Jak nie stać się sprawcą agresji
w internecie?

Zwykle, kiedy czytamy o agresji w internecie dowiadujemy się o kolejnych osobach, które jej doświadczyły, albo jak się obronić, kiedy inne osoby są wobec nas agresywne. Ale czy kiedykolwiek zastanawiałeś/aś się nad tym, czy sam/a nie jesteś/ nie bywasz sprawcą agresji?

Co powoduje, że ŁATWO stać się sprawcą agresji w internecie?

Korzystając z internetu posługujemy się tzw. komunikacją zapośredniczoną, która różni się od codziennej komunikacji, w której spotykamy naszych rozmówców twarzą w twarz. Właśnie pewne cechy tej komunikacji powodują, że w internecie bardzo łatwo zrobić coś, czego będziemy później żałowali. Czatując nie widzimy reakcji emocjonalnych osoby lub osób, z którymi się komunikujemy. Możemy myśleć, że nasz żart jest świetny i zakładamy, że dla drugiej strony jest równie zabawny. Tymczasem nie widząc rekacji, wyrazu twarzy, postawy ciała, często nie jesteśmy w stanie się zorientować czy nasze słowa wywołały nieprzyjemne emocje u drugiej osoby. Do tego dochodzi fakt, że często osoba czyta lub ogląda to, co umieściliśmy w sieci nie od razu, ale po pewnym czasie. Nadawca widząc brak reakcji myśli, że nie robi nic złego. Zjawisko to jest związane z opisywanym w psychologii tzw. efektem kabiny pilota (podczas II wojny światowej piloci bombowców doświadczali mniejszego stresu niż żołnierze piechoty, wynika to z tego, że nie widzieli bezpośrednio ludzi cierpiących w wyniku ich działań). Podobnie jest, kiedy ktoś atakuje w internecie – tutaj także skutki nie są zwykle widoczne od razu. Kolejną kwestią to poczucie anonimowości. Osoba, która komunikuje się online, w niektórych przypadkach ma poczucie, że nie można jej zidentyfikować (co rzadko jest prawdą – technicznie prawie zawsze można odnaleźć taką osobę).
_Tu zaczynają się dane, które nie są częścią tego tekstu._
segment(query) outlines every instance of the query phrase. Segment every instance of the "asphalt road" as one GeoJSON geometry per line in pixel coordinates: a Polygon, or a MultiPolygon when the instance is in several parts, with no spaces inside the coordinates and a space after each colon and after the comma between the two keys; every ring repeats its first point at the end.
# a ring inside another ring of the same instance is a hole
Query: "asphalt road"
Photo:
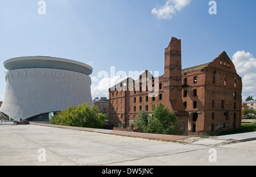
{"type": "Polygon", "coordinates": [[[0,165],[256,165],[256,141],[150,140],[37,125],[0,125],[0,165]]]}

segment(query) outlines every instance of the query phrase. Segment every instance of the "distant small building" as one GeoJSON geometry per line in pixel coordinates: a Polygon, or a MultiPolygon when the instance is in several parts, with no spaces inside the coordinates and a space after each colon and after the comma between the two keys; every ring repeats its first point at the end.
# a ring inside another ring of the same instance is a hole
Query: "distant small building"
{"type": "Polygon", "coordinates": [[[106,97],[94,98],[93,102],[94,105],[98,107],[100,113],[108,113],[109,112],[109,100],[106,97]]]}

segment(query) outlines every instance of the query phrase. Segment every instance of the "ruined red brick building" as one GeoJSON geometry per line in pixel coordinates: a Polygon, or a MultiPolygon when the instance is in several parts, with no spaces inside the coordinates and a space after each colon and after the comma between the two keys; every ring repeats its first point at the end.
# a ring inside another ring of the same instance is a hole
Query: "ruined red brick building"
{"type": "Polygon", "coordinates": [[[225,52],[212,62],[181,69],[181,40],[165,49],[164,74],[147,70],[109,88],[109,125],[129,127],[139,110],[152,113],[162,103],[175,111],[184,134],[239,128],[242,81],[225,52]]]}

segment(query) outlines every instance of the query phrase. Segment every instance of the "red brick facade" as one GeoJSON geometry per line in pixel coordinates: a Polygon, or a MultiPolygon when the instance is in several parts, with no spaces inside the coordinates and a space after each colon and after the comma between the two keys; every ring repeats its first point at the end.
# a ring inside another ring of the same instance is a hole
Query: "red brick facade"
{"type": "Polygon", "coordinates": [[[242,81],[225,52],[211,62],[181,70],[181,41],[165,49],[164,74],[145,71],[109,88],[109,125],[130,127],[140,109],[161,102],[176,111],[184,134],[241,127],[242,81]]]}

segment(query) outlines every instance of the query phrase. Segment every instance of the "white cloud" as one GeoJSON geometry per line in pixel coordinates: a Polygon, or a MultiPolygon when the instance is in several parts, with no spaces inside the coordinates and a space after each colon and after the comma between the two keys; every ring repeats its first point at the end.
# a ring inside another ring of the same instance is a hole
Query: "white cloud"
{"type": "Polygon", "coordinates": [[[243,101],[249,96],[256,95],[256,58],[250,52],[242,50],[234,54],[232,61],[242,77],[243,101]]]}
{"type": "Polygon", "coordinates": [[[191,0],[167,0],[163,6],[154,8],[151,13],[159,19],[171,19],[177,11],[181,10],[189,4],[191,0]]]}
{"type": "Polygon", "coordinates": [[[88,62],[88,63],[89,63],[89,65],[92,65],[92,64],[93,64],[94,62],[93,61],[89,61],[88,62]]]}

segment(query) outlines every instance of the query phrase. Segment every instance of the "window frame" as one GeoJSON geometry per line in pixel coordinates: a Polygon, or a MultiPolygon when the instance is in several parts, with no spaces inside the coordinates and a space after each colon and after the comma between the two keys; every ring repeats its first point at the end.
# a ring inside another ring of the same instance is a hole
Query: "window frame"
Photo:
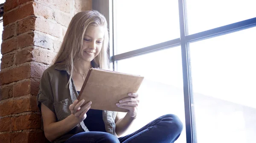
{"type": "Polygon", "coordinates": [[[93,0],[93,9],[98,11],[106,18],[109,24],[110,44],[109,55],[113,63],[113,69],[117,66],[116,61],[143,54],[180,45],[182,61],[186,133],[187,143],[197,143],[194,108],[193,88],[189,43],[201,41],[256,26],[256,17],[232,23],[213,29],[189,35],[186,6],[186,0],[178,0],[180,37],[159,44],[115,54],[114,38],[115,1],[93,0]]]}

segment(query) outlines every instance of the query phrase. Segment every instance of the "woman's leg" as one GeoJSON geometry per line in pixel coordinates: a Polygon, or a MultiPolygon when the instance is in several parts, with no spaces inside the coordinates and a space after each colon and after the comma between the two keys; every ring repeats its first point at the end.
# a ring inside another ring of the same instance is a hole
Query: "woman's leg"
{"type": "Polygon", "coordinates": [[[100,132],[82,132],[68,139],[65,143],[120,143],[113,135],[100,132]]]}
{"type": "Polygon", "coordinates": [[[183,128],[182,123],[176,115],[167,114],[118,139],[121,143],[174,143],[180,136],[183,128]]]}

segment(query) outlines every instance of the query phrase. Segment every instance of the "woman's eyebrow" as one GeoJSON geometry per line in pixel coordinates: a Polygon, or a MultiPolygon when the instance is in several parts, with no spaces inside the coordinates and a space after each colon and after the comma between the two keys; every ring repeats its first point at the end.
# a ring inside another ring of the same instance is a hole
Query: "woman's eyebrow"
{"type": "MultiPolygon", "coordinates": [[[[92,38],[90,36],[88,36],[87,35],[84,35],[84,37],[86,36],[87,36],[87,37],[89,37],[90,38],[92,38]]],[[[104,38],[98,38],[97,39],[104,39],[104,38]]]]}

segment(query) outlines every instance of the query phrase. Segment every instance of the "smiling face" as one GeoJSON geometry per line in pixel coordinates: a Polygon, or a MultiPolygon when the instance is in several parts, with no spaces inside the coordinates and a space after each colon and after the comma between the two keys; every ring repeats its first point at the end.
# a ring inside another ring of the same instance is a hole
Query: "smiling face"
{"type": "Polygon", "coordinates": [[[87,28],[83,42],[80,58],[88,62],[92,61],[99,53],[104,38],[103,26],[90,26],[87,28]]]}

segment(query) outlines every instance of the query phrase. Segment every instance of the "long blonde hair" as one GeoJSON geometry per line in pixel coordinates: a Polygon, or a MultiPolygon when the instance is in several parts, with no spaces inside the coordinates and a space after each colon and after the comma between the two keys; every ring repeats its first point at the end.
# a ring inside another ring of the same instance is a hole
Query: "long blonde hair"
{"type": "MultiPolygon", "coordinates": [[[[91,26],[103,26],[105,28],[102,49],[99,55],[92,61],[92,64],[94,67],[108,69],[109,58],[107,50],[109,38],[108,24],[105,17],[95,10],[79,12],[72,18],[61,46],[52,64],[58,64],[65,68],[70,75],[72,75],[74,62],[79,59],[79,53],[82,50],[85,31],[87,27],[91,26]]],[[[68,84],[72,76],[70,76],[68,84]]]]}

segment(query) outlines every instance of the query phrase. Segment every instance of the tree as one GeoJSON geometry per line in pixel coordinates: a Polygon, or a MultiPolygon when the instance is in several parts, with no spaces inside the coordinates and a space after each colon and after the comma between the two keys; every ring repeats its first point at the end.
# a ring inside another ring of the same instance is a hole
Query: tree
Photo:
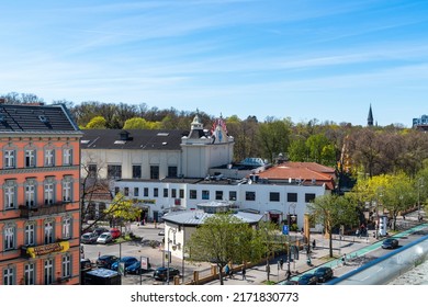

Prowadzi to do rozhamowania – osoba podejmuje działania, których nigdy nie podjęłaby w sytuacji, gdy jest rozpoznawalna, np. rozmawiając z kimś twarzą w twarz. Jak widać mechanizmy psychologiczne komunikacji w internecie mogą sprawić, że zaczniemy lub będziemy kontynuować niewłaściwe działania wobec innych internautów, czasami kompletnie nieświadomie. 

Jak NIE stać się sprawcą agresji w internecie?

1. Zawsze publikując w internecie lub rozsyłając coś jako żart, poświęć chwilę na zastanowienie się, czy wszystkie osoby, których to dotyczy, będą odbierać to tak samo. Najważniejsze pytanie, które warto sobie zadać w takim momencie, to: czy, gdyby coś podobnego opublikowano na mój temat to też odebrał/a/bym to jako żart? Jeśli masz wątpliwości zapytaj kogoś innego, np. kolegę czy koleżankę – czasami, kiedy sprawa dotyczy nas trudno nam spojrzeć na nią obiektywnie.

2. Szczególnie uważaj na sytuacje, kiedy komunikując się przez internet doświadczasz silnych emocji, np. jesteś na kogoś zdenerwowany, gdyż uważasz, że zrobił ci coś nieprzyjemnego w szkole czy w sieci. Bardzo łatwo wtedy o impuls, który popchnie Cie do opublikowania czy przesłania czegoś, czego już nie będzie można wycofać. Warto wtedy odejść na jakiś czas od komputera, ochłonąć i zastanowić się, czy naprawdę chcemy coś opublikować lub wysłać. 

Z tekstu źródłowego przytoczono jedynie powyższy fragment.